The invention provides a multichannel image acquisition and processing system based on ZYNQ. The system adopts Zynq-7000 series Soc integrated with FPGA and ARM as a main control chip, an acquisition channel consists of an Ethernet port at a PS end and an optical fiber communication port at a PL end, a PCIe protocol is selected as a host interface protocol, video image data acquired by different channels are stored in different areas in DDR 3at the PS end, a command is sent out by a test upper computer to determine which path of video is read out, and the read video image data is transmitted to the test upper computer through PCIe communication after being processed by a scaling algorithm. In the traditional ZYNQ-based image acquisition system design, read-write control of DDR 3at a PS end is needed to be realized by means of VDMAIP or DMAIP of the XILINX official, however, VDMAIP or DMAIP of the XILINX official needs to consult a manual and configure a register when in use, the use is complicated, and in order to reduce the complexity of the overall system design, the invention designs an AXI_DMA core based on an AXI_FULL bus principle and combined with video image transmission characteristics, and compared with VDMAIP or DMAIP of the XILINX official, the IP core has small resource occupation and simpler and more flexible use, can realize read-write of DDR 3at the PS end and can prevent tearing and video read-write collision in the video transmission process.

The embodiment of the invention provides a multichannel image acquisition and processing system based on ZYNQ, as shown in figure 1, which comprises:

the data acquisition channel 110 is used for acquiring video data through the optical fiber communication port and the Ethernet port;

the data writing module 120 is configured to write, by using the axi_dma core, video data collected through the optical fiber communication port and video data scaled by the image scaling module into the data storage module;

A data reading module 130, configured to read video data stored in the data storage module without scaling processing by using the axi_dma core, and output the video data to the image scaling module;

a data storage module 140 for storing the video data written by the data writing module;

An image scaling module 150 for implementing image scaling using a modified bilinear interpolation algorithm;

And the communication module 160 is used for transmitting the video data subjected to scaling processing by the image scaling module to the upper computer after receiving the upper computer instruction.

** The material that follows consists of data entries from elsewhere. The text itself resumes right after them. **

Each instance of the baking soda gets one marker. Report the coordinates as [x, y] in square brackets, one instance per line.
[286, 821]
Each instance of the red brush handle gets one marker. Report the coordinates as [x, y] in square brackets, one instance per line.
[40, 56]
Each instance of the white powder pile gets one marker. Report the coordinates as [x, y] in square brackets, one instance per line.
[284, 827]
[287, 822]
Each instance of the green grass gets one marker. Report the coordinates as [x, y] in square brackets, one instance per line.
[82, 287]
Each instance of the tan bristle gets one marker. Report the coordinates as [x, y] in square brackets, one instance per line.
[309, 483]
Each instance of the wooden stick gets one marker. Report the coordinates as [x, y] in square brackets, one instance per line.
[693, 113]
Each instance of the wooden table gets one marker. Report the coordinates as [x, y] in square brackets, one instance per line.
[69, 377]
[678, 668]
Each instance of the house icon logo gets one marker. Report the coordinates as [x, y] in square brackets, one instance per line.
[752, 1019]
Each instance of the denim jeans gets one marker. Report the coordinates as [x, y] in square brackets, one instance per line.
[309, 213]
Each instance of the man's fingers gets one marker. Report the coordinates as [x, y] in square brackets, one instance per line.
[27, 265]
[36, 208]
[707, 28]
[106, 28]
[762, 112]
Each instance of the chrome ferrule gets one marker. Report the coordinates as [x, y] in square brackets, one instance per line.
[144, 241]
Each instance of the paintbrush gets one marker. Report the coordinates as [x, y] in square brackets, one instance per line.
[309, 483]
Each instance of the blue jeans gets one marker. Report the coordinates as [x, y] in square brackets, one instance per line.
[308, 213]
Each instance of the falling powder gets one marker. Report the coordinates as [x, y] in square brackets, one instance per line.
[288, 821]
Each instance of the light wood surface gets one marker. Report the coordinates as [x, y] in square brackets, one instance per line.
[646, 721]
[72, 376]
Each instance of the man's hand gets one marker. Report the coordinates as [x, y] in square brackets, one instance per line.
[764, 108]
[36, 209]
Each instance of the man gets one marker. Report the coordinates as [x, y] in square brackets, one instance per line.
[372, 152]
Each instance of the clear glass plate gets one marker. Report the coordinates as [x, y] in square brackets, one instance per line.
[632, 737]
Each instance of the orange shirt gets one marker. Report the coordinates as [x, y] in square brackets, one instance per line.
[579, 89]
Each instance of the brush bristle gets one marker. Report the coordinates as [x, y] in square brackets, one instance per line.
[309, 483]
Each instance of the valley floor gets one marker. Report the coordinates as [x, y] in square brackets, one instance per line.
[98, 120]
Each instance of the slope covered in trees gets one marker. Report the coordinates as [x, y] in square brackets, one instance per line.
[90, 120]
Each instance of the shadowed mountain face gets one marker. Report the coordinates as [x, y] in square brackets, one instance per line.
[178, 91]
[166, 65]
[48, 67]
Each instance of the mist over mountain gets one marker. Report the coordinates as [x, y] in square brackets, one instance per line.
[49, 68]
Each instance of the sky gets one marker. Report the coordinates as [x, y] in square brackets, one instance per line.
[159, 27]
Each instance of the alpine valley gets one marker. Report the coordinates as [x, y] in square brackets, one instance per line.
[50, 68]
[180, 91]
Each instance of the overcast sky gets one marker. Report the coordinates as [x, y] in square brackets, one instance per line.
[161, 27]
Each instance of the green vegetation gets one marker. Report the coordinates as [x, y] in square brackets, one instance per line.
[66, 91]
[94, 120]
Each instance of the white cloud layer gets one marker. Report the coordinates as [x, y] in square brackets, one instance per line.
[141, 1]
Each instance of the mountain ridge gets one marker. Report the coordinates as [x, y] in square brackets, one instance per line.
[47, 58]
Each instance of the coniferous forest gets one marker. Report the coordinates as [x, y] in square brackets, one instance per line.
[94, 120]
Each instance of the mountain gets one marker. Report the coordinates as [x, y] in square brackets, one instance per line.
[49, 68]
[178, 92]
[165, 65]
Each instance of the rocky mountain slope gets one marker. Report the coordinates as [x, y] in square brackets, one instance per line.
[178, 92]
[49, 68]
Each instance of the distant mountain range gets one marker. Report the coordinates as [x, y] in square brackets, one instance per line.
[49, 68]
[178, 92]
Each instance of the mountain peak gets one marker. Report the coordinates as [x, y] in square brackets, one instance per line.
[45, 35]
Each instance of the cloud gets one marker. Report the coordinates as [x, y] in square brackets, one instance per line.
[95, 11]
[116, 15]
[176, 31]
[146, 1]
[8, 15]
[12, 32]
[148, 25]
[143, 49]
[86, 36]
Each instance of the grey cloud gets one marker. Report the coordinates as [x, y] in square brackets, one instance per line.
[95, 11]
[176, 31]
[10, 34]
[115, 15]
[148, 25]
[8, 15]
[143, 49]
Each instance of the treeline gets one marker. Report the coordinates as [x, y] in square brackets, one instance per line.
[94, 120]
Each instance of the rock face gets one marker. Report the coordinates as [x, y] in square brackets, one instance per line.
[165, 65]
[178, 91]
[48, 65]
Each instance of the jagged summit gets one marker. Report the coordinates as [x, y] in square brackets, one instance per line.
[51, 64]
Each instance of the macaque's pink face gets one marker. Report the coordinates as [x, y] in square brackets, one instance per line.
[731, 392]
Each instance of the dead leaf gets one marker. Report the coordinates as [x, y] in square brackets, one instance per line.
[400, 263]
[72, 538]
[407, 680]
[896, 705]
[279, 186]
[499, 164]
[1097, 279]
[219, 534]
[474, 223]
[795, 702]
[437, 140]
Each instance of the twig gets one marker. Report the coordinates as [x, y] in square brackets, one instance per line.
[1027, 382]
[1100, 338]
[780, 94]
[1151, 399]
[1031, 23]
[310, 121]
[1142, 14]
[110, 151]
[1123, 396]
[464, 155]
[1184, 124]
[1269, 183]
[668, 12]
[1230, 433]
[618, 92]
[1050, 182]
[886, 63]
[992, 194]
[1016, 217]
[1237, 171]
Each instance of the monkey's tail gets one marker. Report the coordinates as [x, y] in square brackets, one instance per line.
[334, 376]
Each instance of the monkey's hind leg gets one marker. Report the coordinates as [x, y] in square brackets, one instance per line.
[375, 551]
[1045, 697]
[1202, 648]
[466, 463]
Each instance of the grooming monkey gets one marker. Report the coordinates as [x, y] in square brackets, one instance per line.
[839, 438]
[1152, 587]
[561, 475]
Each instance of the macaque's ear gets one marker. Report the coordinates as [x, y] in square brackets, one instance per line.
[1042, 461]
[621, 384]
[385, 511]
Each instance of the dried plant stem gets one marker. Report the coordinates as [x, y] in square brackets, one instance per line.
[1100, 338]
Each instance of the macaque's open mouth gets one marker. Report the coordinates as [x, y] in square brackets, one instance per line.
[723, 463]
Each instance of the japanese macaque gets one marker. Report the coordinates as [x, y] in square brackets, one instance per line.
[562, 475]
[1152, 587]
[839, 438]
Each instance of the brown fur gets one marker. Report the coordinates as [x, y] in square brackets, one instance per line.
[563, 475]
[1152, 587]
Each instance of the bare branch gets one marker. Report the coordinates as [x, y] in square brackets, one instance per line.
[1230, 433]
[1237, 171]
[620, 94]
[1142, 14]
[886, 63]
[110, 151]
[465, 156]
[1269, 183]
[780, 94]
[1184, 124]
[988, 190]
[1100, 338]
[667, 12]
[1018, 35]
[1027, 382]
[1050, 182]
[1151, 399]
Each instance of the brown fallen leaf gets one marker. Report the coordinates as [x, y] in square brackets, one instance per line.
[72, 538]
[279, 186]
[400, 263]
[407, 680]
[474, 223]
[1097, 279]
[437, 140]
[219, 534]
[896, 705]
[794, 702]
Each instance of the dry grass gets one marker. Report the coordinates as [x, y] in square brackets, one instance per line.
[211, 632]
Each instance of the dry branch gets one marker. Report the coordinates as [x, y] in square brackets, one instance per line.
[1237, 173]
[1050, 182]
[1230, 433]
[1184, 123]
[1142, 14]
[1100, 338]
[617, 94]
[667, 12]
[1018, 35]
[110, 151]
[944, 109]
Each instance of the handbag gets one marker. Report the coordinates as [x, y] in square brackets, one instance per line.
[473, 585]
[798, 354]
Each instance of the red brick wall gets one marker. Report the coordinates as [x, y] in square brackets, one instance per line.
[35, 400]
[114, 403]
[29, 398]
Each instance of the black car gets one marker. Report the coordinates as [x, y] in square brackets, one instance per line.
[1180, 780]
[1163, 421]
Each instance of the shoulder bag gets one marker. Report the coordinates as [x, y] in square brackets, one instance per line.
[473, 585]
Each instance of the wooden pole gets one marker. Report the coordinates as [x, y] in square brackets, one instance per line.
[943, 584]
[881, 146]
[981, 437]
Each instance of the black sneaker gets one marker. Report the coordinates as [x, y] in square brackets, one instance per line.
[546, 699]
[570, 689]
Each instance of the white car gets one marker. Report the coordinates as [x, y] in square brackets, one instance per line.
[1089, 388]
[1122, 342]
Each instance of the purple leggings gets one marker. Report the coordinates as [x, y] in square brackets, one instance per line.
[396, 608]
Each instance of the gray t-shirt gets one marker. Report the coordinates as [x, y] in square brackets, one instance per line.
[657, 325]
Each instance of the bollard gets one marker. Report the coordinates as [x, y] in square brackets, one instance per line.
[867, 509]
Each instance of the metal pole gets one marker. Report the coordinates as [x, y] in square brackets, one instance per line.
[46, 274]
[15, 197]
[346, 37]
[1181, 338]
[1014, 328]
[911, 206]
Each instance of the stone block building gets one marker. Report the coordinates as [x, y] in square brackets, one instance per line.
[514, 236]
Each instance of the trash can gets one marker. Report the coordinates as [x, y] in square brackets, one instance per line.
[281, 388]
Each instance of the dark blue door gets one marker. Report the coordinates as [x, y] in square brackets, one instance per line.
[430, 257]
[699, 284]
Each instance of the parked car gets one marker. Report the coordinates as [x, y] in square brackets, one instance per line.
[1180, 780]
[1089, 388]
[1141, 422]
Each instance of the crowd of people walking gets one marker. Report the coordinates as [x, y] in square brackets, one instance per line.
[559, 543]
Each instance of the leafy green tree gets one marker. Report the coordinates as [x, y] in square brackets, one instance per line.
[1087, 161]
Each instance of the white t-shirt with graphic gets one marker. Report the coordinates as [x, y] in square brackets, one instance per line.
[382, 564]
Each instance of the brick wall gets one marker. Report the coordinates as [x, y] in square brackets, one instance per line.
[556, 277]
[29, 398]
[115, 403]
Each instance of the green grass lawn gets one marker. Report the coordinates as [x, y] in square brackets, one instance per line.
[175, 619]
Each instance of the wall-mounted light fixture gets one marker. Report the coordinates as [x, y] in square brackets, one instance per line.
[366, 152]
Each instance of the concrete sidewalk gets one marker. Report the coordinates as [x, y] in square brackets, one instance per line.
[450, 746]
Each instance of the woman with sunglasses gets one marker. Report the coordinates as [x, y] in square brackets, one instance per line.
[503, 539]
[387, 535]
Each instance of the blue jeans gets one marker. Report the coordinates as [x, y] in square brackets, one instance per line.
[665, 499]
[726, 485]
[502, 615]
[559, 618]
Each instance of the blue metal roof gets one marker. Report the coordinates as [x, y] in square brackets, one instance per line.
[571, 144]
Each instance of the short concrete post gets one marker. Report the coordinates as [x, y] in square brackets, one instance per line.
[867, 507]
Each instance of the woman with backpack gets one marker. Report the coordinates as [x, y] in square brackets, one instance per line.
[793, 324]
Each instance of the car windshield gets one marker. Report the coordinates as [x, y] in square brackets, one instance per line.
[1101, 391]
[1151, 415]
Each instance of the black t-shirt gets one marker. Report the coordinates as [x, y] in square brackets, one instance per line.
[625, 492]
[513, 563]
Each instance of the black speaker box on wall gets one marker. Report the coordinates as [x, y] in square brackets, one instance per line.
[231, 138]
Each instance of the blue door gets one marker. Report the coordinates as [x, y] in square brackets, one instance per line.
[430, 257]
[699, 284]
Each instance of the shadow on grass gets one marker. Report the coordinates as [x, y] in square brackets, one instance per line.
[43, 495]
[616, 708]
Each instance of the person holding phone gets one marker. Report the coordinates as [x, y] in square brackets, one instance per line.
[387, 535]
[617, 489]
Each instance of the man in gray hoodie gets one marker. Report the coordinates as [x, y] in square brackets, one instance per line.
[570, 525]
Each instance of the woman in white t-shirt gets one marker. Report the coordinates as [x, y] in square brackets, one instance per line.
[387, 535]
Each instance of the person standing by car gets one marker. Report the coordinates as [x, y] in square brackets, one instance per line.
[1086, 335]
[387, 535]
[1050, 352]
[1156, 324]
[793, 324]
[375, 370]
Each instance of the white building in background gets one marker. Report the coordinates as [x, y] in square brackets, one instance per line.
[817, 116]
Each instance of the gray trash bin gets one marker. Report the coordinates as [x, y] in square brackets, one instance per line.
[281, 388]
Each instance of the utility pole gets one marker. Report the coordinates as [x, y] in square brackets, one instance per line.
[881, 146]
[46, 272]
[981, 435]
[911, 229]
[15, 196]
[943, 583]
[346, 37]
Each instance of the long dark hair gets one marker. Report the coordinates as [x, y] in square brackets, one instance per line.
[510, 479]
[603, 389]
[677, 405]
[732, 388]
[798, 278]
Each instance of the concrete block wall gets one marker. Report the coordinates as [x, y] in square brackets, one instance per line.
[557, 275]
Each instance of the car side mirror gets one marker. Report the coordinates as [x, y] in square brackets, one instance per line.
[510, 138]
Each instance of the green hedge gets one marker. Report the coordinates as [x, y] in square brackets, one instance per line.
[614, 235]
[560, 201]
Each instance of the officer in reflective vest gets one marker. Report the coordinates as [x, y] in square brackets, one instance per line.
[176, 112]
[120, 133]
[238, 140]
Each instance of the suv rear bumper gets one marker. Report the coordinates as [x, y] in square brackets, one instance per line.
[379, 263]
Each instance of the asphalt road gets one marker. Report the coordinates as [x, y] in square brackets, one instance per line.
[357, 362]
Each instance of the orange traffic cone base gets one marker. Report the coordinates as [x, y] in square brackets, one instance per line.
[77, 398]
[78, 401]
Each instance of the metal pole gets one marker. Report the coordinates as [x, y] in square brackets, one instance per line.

In this embodiment, the system preferably further includes a GTP core communication module 170, a data alignment module 180, and a video data parsing module 190, which are respectively configured to receive and transmit video data from the optical fiber communication port through the GTP core, perform data alignment on the received video data, parse the video data, and store the parsed video data in the FIFO, and simultaneously recover the frame synchronization signal of the video image.

In this embodiment, the system preferably further includes a video stream forming module 191 and a video image data packet module 192, which are respectively used for converting the signal output from the data reading module into a video stream format for outputting and sending the video stream packets to the GTP core communication module during testing.

The following describes embodiments of the present invention in detail.

The design goal of the ZYNQ-based multichannel image acquisition and processing system is to realize that images can be acquired from an optical port channel and an Ethernet channel, video image data acquired by different channels are stored in different areas in DDR3 of a PS end, a command is sent out by a test upper computer to determine which path of video is read out, and the read video image data is transmitted to the test upper computer through PCIe communication (namely a communication module 160) after being processed by a scaling algorithm. The system has strong design expansibility and wide application prospect in the aspect of high-speed image acquisition, transmission and processing.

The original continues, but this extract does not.